I am running a cuda vec addtion program and getting zeros as the output of its sum later. I have tried debugging but am not able to get to the problem at hand. It should be adding the numbers but is rather simply printing out zeros which I am not able to understand why is happening.

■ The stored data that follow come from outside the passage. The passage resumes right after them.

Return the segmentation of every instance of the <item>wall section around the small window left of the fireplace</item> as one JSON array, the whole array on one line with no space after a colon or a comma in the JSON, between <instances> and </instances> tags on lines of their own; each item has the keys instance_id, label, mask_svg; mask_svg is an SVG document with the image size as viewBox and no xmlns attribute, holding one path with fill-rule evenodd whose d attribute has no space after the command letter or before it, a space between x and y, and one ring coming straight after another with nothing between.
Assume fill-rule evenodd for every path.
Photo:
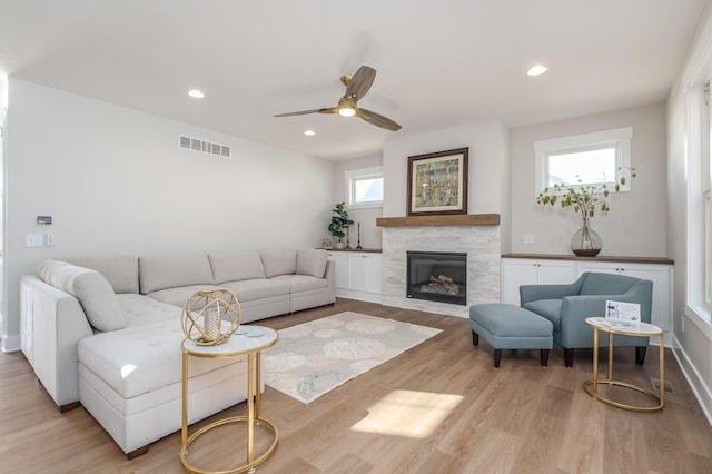
<instances>
[{"instance_id":1,"label":"wall section around the small window left of the fireplace","mask_svg":"<svg viewBox=\"0 0 712 474\"><path fill-rule=\"evenodd\" d=\"M383 166L383 156L374 155L354 158L334 164L334 204L346 201L346 171ZM384 180L384 187L390 184ZM380 227L376 227L376 219L383 217L383 207L347 209L348 217L354 221L349 230L352 248L358 245L358 223L360 223L360 246L364 248L382 248L383 236ZM328 237L328 220L324 224L324 237Z\"/></svg>"}]
</instances>

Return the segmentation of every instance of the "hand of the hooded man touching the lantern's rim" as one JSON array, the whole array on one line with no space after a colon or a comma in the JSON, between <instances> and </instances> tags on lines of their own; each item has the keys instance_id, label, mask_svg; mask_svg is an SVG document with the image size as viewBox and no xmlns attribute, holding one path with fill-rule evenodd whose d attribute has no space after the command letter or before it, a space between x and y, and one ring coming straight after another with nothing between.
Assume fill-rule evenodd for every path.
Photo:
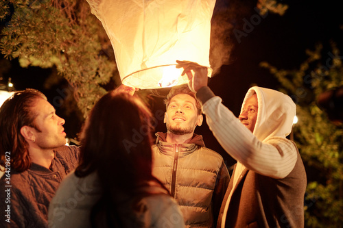
<instances>
[{"instance_id":1,"label":"hand of the hooded man touching the lantern's rim","mask_svg":"<svg viewBox=\"0 0 343 228\"><path fill-rule=\"evenodd\" d=\"M179 61L176 60L178 65L176 68L183 68L182 75L187 74L189 79L188 86L189 89L193 92L198 91L200 88L207 86L207 67L200 66L196 62L191 61ZM194 75L192 73L194 72Z\"/></svg>"}]
</instances>

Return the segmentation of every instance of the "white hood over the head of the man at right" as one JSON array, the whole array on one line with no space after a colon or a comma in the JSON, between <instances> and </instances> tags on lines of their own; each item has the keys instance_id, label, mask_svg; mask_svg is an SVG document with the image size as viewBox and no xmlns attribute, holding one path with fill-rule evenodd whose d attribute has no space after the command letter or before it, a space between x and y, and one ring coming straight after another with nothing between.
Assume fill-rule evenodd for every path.
<instances>
[{"instance_id":1,"label":"white hood over the head of the man at right","mask_svg":"<svg viewBox=\"0 0 343 228\"><path fill-rule=\"evenodd\" d=\"M296 104L282 92L254 86L246 93L241 112L246 100L254 93L257 94L259 109L253 134L261 141L274 136L288 136L292 131Z\"/></svg>"}]
</instances>

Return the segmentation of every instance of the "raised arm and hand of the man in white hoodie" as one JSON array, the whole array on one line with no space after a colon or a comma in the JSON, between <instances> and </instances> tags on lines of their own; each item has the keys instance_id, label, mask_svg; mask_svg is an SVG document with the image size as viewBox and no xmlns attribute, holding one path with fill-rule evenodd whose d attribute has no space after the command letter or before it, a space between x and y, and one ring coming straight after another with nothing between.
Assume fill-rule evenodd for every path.
<instances>
[{"instance_id":1,"label":"raised arm and hand of the man in white hoodie","mask_svg":"<svg viewBox=\"0 0 343 228\"><path fill-rule=\"evenodd\" d=\"M281 137L261 142L239 123L238 118L222 104L220 97L207 87L205 67L191 62L178 62L189 77L189 87L196 91L202 112L215 138L225 151L246 168L273 178L286 177L296 162L296 147ZM193 71L193 73L191 72Z\"/></svg>"}]
</instances>

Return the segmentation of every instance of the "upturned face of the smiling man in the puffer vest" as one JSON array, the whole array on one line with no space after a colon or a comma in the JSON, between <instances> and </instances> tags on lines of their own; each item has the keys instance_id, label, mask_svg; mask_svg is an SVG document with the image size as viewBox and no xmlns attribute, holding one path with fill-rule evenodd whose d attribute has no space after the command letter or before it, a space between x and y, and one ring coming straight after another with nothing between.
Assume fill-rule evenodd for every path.
<instances>
[{"instance_id":1,"label":"upturned face of the smiling man in the puffer vest","mask_svg":"<svg viewBox=\"0 0 343 228\"><path fill-rule=\"evenodd\" d=\"M202 115L198 115L196 108L196 99L189 94L175 95L165 112L164 123L172 134L192 134L196 126L202 124Z\"/></svg>"}]
</instances>

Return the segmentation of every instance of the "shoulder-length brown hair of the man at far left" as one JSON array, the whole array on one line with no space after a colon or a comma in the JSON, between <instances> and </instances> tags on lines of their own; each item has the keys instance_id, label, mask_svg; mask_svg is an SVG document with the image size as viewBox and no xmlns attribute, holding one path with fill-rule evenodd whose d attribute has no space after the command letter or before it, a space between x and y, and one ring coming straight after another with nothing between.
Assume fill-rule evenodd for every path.
<instances>
[{"instance_id":1,"label":"shoulder-length brown hair of the man at far left","mask_svg":"<svg viewBox=\"0 0 343 228\"><path fill-rule=\"evenodd\" d=\"M1 164L5 163L5 153L10 152L11 167L19 173L31 166L28 144L21 135L21 127L34 127L39 131L34 124L38 113L32 108L36 105L37 99L47 100L47 97L38 90L26 89L15 92L0 107Z\"/></svg>"}]
</instances>

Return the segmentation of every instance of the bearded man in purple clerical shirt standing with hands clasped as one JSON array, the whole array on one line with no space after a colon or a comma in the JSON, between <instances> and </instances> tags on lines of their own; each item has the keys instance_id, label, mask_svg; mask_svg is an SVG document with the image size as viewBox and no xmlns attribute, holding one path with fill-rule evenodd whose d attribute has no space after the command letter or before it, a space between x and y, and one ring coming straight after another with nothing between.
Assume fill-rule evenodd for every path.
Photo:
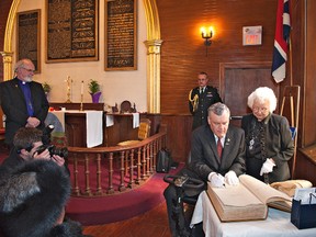
<instances>
[{"instance_id":1,"label":"bearded man in purple clerical shirt standing with hands clasped","mask_svg":"<svg viewBox=\"0 0 316 237\"><path fill-rule=\"evenodd\" d=\"M0 103L5 114L4 142L10 147L20 127L45 127L49 104L42 84L33 81L34 70L30 59L21 59L14 66L15 77L0 83Z\"/></svg>"}]
</instances>

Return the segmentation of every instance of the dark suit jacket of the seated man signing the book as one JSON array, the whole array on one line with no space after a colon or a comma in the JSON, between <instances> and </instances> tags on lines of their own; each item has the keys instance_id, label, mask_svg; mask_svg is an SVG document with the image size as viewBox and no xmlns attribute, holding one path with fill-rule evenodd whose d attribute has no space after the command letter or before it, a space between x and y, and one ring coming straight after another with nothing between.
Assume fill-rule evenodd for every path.
<instances>
[{"instance_id":1,"label":"dark suit jacket of the seated man signing the book","mask_svg":"<svg viewBox=\"0 0 316 237\"><path fill-rule=\"evenodd\" d=\"M244 131L229 125L221 160L210 126L204 125L193 131L189 168L205 182L211 172L218 172L222 176L229 170L234 170L237 176L245 173Z\"/></svg>"}]
</instances>

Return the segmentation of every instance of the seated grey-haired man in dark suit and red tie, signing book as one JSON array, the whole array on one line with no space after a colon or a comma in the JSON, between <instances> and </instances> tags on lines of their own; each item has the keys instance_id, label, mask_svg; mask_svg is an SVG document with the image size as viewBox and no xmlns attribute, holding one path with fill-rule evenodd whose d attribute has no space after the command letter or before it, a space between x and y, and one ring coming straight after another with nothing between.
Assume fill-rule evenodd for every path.
<instances>
[{"instance_id":1,"label":"seated grey-haired man in dark suit and red tie, signing book","mask_svg":"<svg viewBox=\"0 0 316 237\"><path fill-rule=\"evenodd\" d=\"M214 187L237 185L238 176L246 172L245 134L229 126L230 111L218 102L207 110L207 125L192 133L191 161L170 181L163 195L167 202L169 227L172 237L193 236L183 213L183 198L198 196ZM195 184L195 189L194 189Z\"/></svg>"}]
</instances>

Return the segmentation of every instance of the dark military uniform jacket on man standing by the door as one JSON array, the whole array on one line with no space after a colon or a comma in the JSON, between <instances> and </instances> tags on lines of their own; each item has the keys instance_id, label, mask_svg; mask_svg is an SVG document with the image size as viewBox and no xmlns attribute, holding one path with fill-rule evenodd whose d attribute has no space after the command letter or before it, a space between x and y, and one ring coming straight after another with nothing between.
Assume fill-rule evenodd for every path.
<instances>
[{"instance_id":1,"label":"dark military uniform jacket on man standing by the door","mask_svg":"<svg viewBox=\"0 0 316 237\"><path fill-rule=\"evenodd\" d=\"M194 88L191 93L191 100L194 98L195 94L199 95L199 106L196 111L193 112L193 106L189 101L189 110L190 113L193 115L192 129L201 125L207 124L207 109L216 102L222 102L217 89L211 86L206 86L204 93L201 94L200 88Z\"/></svg>"}]
</instances>

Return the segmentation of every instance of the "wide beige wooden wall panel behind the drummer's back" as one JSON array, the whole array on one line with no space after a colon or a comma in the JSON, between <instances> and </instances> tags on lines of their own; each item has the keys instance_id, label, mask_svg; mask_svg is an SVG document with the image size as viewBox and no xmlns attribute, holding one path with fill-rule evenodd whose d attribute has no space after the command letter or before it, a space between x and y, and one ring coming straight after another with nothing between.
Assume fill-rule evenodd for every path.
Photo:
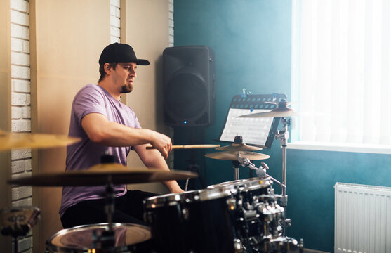
<instances>
[{"instance_id":1,"label":"wide beige wooden wall panel behind the drummer's back","mask_svg":"<svg viewBox=\"0 0 391 253\"><path fill-rule=\"evenodd\" d=\"M32 131L67 134L72 100L85 84L96 84L98 58L110 43L110 1L30 1ZM65 171L65 148L33 153L33 174ZM62 229L62 188L33 189L42 219L34 229L34 252Z\"/></svg>"}]
</instances>

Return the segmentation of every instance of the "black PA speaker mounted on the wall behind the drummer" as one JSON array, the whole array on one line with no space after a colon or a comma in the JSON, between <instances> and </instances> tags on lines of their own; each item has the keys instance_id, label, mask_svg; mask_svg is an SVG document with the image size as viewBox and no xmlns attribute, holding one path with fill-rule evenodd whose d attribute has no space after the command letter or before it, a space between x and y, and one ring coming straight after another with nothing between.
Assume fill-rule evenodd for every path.
<instances>
[{"instance_id":1,"label":"black PA speaker mounted on the wall behind the drummer","mask_svg":"<svg viewBox=\"0 0 391 253\"><path fill-rule=\"evenodd\" d=\"M164 122L209 126L214 122L214 52L208 46L174 46L163 51Z\"/></svg>"}]
</instances>

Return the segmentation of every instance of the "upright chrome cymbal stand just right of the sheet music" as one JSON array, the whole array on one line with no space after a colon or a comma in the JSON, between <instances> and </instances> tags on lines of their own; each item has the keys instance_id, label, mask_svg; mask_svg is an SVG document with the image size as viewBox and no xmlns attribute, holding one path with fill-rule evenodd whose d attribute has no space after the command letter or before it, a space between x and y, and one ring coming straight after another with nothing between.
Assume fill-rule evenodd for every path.
<instances>
[{"instance_id":1,"label":"upright chrome cymbal stand just right of the sheet music","mask_svg":"<svg viewBox=\"0 0 391 253\"><path fill-rule=\"evenodd\" d=\"M277 130L276 140L279 139L282 148L282 184L285 186L282 188L281 193L281 207L284 207L284 212L281 218L281 226L283 228L282 236L286 236L286 228L291 226L291 219L286 218L286 206L288 205L288 195L286 195L286 145L289 139L288 126L291 124L291 119L285 119L281 117L281 122L283 124L282 130Z\"/></svg>"}]
</instances>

I have tried doing everything to the code and still I am not getting any output.
using namespace std;
 __global__ void vecADDKernal(double *A, double *B, double *C, int n){
    int id = blockIdx.x*blockDim.x+threadIdx.x;
    if(id<n) C[id] = A[id] + B[id];
}
int main( ){
    int n = 1048576;
    int size = n*sizeof(double);
    double *d_A, *d_B;
    double *d_C;
    double *h_A, *h_B, *h_C;
    h_A = (double*)malloc(size);
    h_B = (double*)malloc(size);
    h_C = (double*)malloc(size);
    cudaMalloc(&d_A, size);
    cudaMalloc(&d_B, size);
    cudaMalloc(&d_C, size);
    int i;
    // Initialize vectors on host
    for( i = 0; i < n; i++ ) {
        h_A[i] = 2*i;
        h_B[i] = 3*i;
    }
    cudaMemcpy(d_A, h_A, size, cudaMemcpyHostToDevice);
    cudaMemcpy(d_B, h_B, size, cudaMemcpyHostToDevice);
    int blockSize = 256;
    // Number of thread blocks in grid
    int gridSize = ceil(n/blockSize);
    vecADDKernal<<<gridSize, blockSize>>>(d_A, d_B, d_C, n);
    cudaMemcpy(h_C, d_C, size, cudaMemcpyDeviceToHost);
    double sum = 0;
    for(int a = 0; a<n; a++) {
        sum = h_C[a];
        cout<<h_C[a]<<endl;
    }
    cout<<"HI "<< sum <<endl;
    cudaFree(d_A);
    cudaFree(d_B);
    cudaFree(d_C);
    return 0;
}